Plasma pancreatic enzymes and hormones were longitudinally observed after producing partial obstruction of the major pancreatic duct in dogs to study an initial state of chronic pancreatitis or pancreatolithiasis. Fasting plasma immunoreactive cationic trypsin was elevated during the first six months and then decreased in a subgroup with pancreatic opposite at the end of the 12-month period. Similar but less prominent changes were found in fasting plasma immunoreactive pancreatic polypeptide (IRPP). Plasma amylase, glucose, or immunoreactive insulin or glucagon (IRG) show no significant variation. Plasma IRG and IRPP responses to intravenous insulin were reduced in the subgroups with marked pancreatic changes towards the end of the 12-month period. These results suggest that plasma pancreatic enzymes and hormones remain elevated as long as pancreatic damage is mild and then start to decline as the damage progresses in chronic pancreatitis or pancreatolithiasis.
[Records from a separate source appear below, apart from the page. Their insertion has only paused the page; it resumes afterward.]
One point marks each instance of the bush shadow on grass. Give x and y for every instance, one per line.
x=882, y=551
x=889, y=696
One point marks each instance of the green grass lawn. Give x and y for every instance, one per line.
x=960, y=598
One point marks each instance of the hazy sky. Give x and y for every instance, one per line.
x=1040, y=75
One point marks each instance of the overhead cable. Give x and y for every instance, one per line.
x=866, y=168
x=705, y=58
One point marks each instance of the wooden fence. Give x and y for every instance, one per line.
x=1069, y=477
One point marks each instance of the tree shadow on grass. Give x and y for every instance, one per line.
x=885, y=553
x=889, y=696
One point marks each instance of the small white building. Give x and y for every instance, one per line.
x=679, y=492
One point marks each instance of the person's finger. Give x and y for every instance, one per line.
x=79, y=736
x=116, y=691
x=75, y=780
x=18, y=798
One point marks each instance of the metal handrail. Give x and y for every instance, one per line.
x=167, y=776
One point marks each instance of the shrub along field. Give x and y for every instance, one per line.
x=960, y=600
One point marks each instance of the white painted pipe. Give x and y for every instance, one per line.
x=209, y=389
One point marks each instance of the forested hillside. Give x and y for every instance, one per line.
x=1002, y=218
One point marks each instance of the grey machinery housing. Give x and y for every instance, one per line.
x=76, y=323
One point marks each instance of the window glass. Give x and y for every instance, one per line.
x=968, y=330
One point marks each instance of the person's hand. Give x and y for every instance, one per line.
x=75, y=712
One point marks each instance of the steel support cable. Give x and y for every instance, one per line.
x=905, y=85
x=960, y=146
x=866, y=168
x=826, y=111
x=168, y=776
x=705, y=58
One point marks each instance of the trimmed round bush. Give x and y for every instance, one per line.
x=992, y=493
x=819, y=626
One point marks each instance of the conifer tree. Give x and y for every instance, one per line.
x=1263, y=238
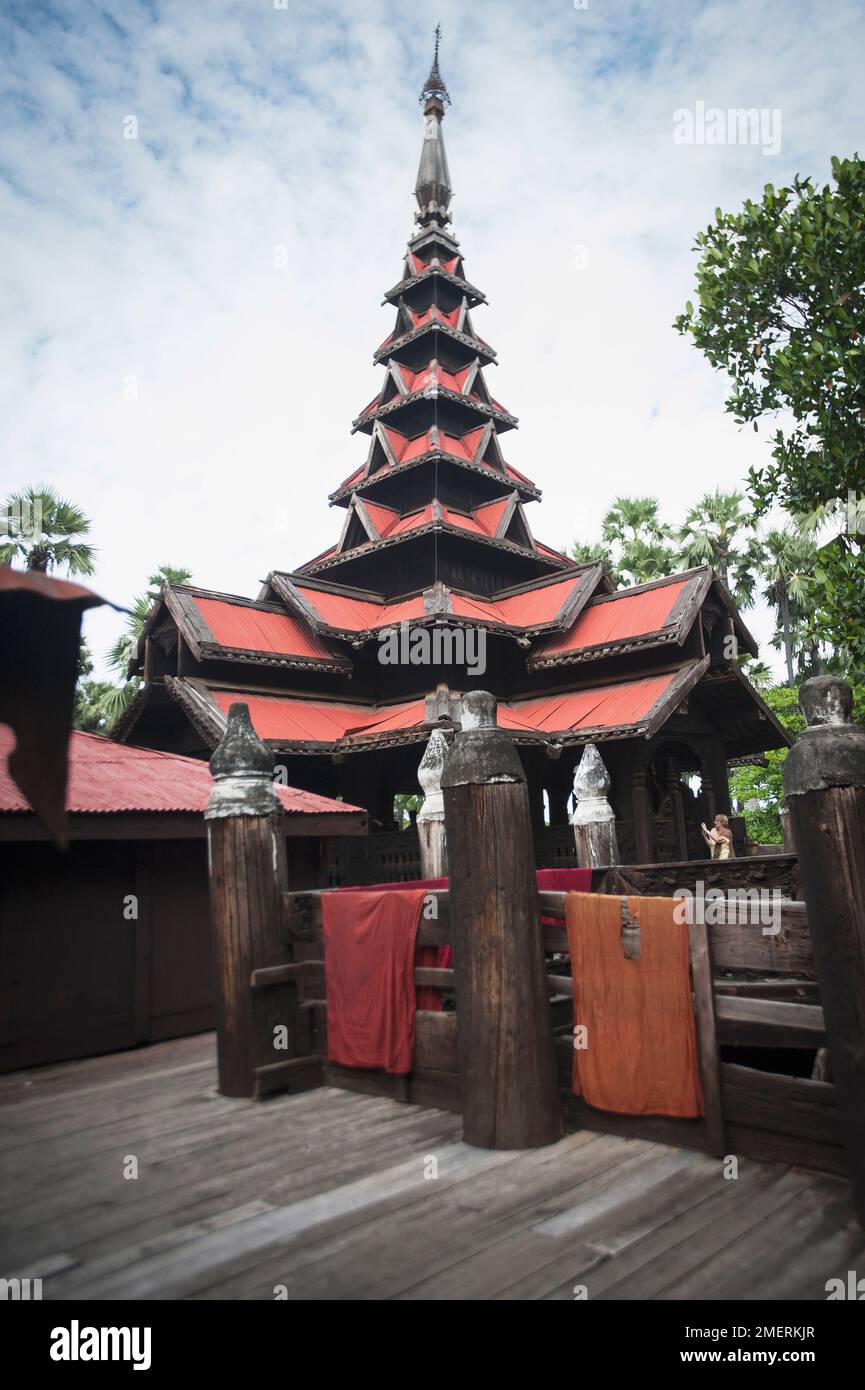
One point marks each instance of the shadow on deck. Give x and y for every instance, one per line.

Serum α2‐macroglobulin–trypsin complex and early recognition of severe acute pancreatitis after endoscopic retrograde pancreatography

Serum α2‐macroglobulin‐trypsin complex (α2M‐T) was measured to differentiate the elevation of serum pancreatic enzymes caused by severe acute pancreatitis from simple elevation after endoscopic retrograde pancreatography (ERP). A patient with severe acute pancreatitis demonstrated marked elevation of serum α2M‐T. In patients without severe acute pancreatitis, serum αM‐T did not rise in spite of elevated serum pancreatic enzymes. In conclusion, abdominal pain with elevated serum α2M‐T can be an early diagnostic clue to severe acute pancreatitis after ERP.
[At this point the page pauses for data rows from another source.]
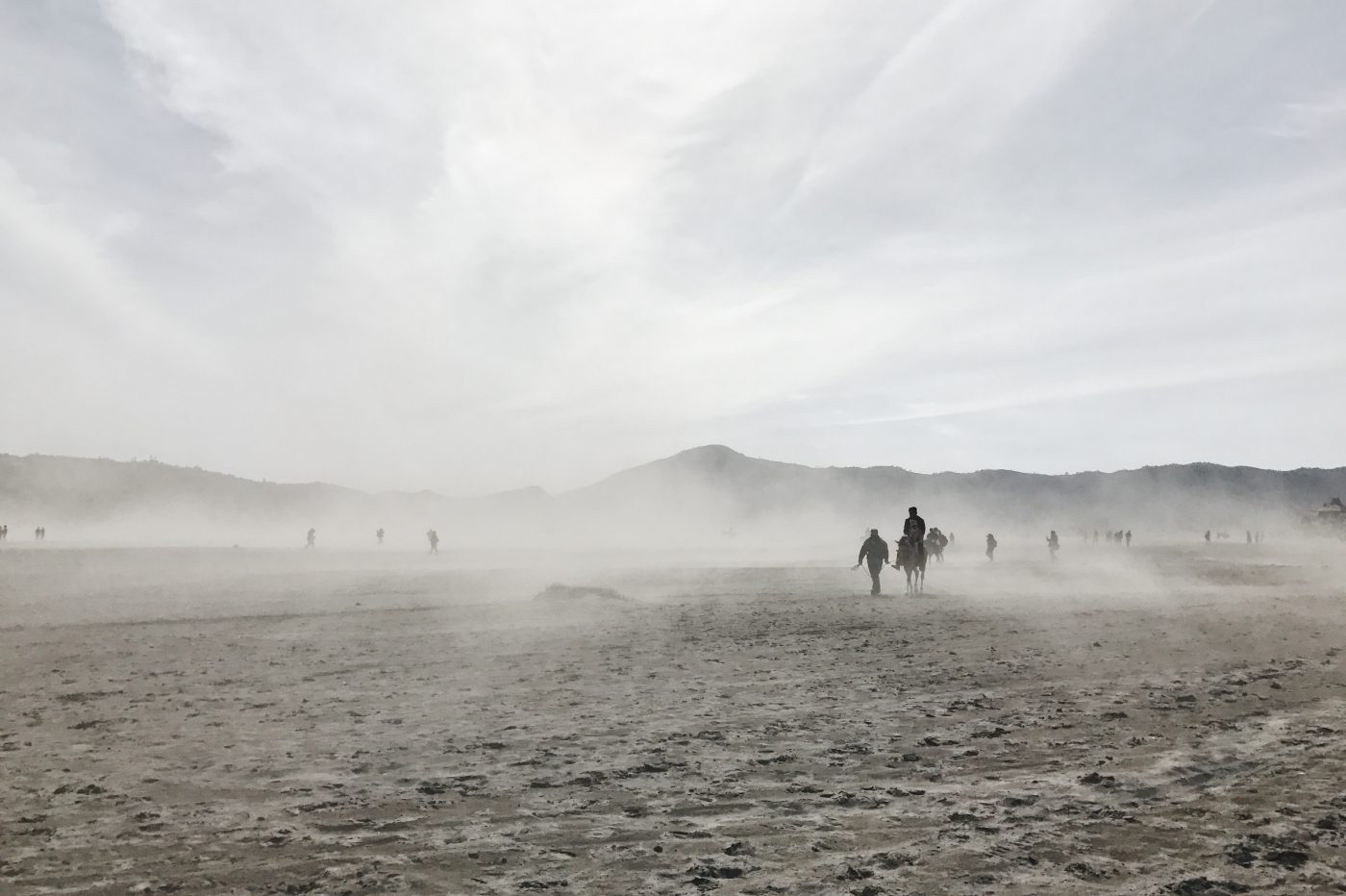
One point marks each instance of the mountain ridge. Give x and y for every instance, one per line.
x=709, y=488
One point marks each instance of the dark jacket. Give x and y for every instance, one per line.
x=875, y=549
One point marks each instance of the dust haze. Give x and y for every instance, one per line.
x=439, y=447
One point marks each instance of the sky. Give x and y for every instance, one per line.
x=473, y=246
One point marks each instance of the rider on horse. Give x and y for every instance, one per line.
x=914, y=531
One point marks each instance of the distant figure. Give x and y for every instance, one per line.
x=935, y=544
x=911, y=560
x=874, y=552
x=914, y=531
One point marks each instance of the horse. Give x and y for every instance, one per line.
x=910, y=560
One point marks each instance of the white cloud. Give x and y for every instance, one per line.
x=477, y=245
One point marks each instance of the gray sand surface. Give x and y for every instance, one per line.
x=1168, y=720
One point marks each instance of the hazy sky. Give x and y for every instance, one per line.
x=480, y=245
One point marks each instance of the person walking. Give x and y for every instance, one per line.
x=875, y=553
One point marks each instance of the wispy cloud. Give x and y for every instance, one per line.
x=478, y=245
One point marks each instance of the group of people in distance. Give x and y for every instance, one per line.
x=37, y=535
x=917, y=544
x=912, y=549
x=433, y=535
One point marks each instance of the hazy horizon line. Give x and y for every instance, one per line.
x=535, y=487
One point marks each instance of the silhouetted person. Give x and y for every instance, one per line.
x=914, y=529
x=874, y=552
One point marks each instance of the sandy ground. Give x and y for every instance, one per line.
x=1168, y=720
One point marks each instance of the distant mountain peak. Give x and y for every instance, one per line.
x=709, y=452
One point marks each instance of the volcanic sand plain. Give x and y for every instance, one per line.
x=1164, y=720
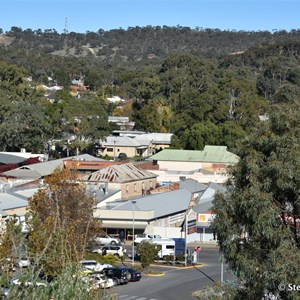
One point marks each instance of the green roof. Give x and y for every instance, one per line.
x=213, y=154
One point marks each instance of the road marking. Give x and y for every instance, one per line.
x=126, y=297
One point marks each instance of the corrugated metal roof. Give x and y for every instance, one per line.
x=10, y=201
x=213, y=154
x=155, y=138
x=163, y=204
x=35, y=171
x=119, y=173
x=192, y=185
x=120, y=141
x=10, y=159
x=203, y=207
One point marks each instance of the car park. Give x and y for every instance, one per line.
x=96, y=281
x=142, y=237
x=116, y=250
x=105, y=239
x=118, y=275
x=134, y=274
x=20, y=282
x=93, y=265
Protective effects of a prostaglandin E1 oligomer on taurocholate-induced rat pancreatitis

Effects of prostaglandin E (PGE) on acute pancreatitis have been controversial. This study shows the effects of PGE1 oligomer, MR‐356, on trypsin‐taurocholate‐induced acute pancreatitis in rats. Divided intraperitoneal doses of 0.6 mg/rat were administered, which increased 24 h survival rates when the oligomer was given both at 1 h before and after (group A) and immediately and 3 h after (group B) induction of pancreatitis. In group A MR‐356 significantly improved the survival rates at 18 h (94 vs 61%, P < 0.05) and 24 h (68 vs 33%, P <0.05) when compared with controls. MR‐356 improved the survival rates dose‐dependently up to 0.6 mg/rat when given by the same protocol of group A. In group B MR‐356 also improved the survival rate (72 vs 39%, P < 0.05) only at 24 h, while other parameters failed to improve. The present results suggest that the PGE1 oligomer may play a beneficial role in bile‐induced pancreatitis, probably through its proposed effects of stabilization of lysosomal membranes, maintenance of microcirculation and inhibition of protease in the pancreas.